Image by Gianni Crestani from Pixabay

Corps of Engineers headquarters building on Leake Avenue is the last fix on our levees.

A contractor has resumed building a floodwall to plug a major low spot in the Mississippi River levee – at the Army Corps of Engineers‘ own New Orleans headquarters at Riverbend – after water levels in the Mississippi River dropped below 11 feet in late May. The $8.9 million project includes installation of sheet piling and long H-shaped batter piles to support the permanent and movable walls. It will elevate one of the last segments of the river levee system to assure protection from a river flood with a 1 percent chance of occurring in any year, a so-called 100-year flood. The existing, mostly earthen levee running through the Corps campus at 7400 Leake Ave. is 3 feet to 5 feet lower than the 100-year levee. Water topping the levee system there could flood much of New Orleans’ east bank.

nola.com

The project will have movable walls so that parking and other things can be done unless the river is in flood stage. There will also be concrete scour protection on the batture and extending into the river. The project provides 3,000 feet of levee system that is supposed to be at least 24½ feet above sea level, but 500 feet or more is at least 5 feet lower and the rest is 2 to 5 feet too low. This is one of the last “holes” to be fixed in the protection for the New Orleans area.
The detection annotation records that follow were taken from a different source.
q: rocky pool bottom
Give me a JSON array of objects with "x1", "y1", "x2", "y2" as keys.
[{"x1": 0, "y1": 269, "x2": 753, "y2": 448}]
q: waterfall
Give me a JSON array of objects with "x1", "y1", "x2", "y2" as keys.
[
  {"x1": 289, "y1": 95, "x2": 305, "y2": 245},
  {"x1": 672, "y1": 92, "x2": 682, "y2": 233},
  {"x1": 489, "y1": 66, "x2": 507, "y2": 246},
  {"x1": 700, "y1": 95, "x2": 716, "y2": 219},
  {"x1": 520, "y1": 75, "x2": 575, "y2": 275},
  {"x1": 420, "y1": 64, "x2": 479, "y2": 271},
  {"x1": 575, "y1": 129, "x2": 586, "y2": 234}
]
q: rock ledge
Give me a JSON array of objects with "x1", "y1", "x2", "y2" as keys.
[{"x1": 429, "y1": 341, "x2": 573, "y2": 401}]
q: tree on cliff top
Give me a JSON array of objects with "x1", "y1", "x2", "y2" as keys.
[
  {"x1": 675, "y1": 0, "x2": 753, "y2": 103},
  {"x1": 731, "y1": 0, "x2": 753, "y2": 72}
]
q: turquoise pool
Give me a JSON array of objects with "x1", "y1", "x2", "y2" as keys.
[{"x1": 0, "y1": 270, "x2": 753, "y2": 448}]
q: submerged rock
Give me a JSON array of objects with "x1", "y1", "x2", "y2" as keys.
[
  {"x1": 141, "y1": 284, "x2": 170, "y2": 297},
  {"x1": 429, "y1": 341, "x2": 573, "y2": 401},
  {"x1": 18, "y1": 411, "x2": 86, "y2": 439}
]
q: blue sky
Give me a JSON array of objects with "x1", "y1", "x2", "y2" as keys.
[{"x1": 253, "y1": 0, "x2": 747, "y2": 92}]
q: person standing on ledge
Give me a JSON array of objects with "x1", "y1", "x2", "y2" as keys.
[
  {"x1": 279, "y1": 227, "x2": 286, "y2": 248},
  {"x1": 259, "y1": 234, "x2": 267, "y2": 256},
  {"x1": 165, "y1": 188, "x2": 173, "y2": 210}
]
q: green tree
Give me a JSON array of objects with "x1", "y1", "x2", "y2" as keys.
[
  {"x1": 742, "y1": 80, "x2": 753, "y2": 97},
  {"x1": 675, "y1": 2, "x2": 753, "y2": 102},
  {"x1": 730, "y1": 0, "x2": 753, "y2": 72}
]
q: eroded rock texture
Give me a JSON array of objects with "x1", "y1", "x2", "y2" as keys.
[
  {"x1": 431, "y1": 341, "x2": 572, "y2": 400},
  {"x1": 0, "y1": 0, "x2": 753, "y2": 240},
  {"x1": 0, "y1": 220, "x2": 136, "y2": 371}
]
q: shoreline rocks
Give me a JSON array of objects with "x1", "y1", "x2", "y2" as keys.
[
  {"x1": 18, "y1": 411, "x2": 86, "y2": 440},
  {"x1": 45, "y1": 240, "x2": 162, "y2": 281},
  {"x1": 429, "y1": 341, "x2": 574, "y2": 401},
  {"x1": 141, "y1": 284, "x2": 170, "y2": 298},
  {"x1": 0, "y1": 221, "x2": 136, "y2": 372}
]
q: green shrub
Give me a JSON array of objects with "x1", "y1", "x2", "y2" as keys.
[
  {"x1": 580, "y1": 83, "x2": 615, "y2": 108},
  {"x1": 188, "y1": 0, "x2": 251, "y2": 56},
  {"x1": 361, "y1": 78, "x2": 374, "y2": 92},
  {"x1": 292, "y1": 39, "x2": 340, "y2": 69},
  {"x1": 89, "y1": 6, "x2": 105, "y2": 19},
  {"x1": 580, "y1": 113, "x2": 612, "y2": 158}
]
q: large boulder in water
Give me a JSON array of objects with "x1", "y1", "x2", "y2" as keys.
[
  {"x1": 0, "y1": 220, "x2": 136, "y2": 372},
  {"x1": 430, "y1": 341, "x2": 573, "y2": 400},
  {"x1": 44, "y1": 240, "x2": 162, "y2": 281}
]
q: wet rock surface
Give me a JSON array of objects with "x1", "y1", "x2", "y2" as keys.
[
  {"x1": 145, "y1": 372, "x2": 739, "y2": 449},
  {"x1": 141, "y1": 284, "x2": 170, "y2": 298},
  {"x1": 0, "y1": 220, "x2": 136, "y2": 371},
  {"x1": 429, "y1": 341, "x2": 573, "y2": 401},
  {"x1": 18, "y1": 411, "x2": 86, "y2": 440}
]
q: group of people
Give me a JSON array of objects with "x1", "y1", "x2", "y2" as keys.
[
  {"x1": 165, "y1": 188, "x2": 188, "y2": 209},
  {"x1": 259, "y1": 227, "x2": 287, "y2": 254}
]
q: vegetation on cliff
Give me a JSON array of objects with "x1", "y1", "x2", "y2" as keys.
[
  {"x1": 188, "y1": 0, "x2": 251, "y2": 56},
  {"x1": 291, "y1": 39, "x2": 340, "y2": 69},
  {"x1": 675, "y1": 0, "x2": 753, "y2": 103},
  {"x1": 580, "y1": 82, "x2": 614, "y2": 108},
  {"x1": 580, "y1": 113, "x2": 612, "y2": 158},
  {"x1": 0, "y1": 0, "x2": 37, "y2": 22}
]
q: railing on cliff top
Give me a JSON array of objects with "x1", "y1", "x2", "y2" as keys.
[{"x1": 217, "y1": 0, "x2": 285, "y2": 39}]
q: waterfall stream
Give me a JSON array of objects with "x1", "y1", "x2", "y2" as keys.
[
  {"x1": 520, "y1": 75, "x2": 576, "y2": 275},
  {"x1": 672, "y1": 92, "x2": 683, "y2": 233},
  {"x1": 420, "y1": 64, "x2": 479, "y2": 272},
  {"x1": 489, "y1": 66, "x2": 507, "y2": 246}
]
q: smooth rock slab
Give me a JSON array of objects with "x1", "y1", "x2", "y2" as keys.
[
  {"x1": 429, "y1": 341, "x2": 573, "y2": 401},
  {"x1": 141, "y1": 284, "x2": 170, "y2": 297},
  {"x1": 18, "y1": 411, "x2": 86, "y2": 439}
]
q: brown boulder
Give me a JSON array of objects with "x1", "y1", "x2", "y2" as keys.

In recent years, the Corps has station sand-filled Hesco baskets and other materials in the headquarters parking lot, in case they needed to be moved quickly into place along the low areas to prevent the river from topping the levee. Proposed in the 1990s and funded by Congress in 2019, the project has been delayed by high river periods during the past few years. Construction is expected to be complete in early 2022. Construction was halted in March when the river rose above 11 feet at the Carrollton gauge, which is at Corps headquarters. The water stayed above 11 feet for 79 days.

At the Corps headquarters the official river flood stage is 17 feet but with protections to 25 feet – except at their headquarters! It is interesting that high water stops being able to protect from high water.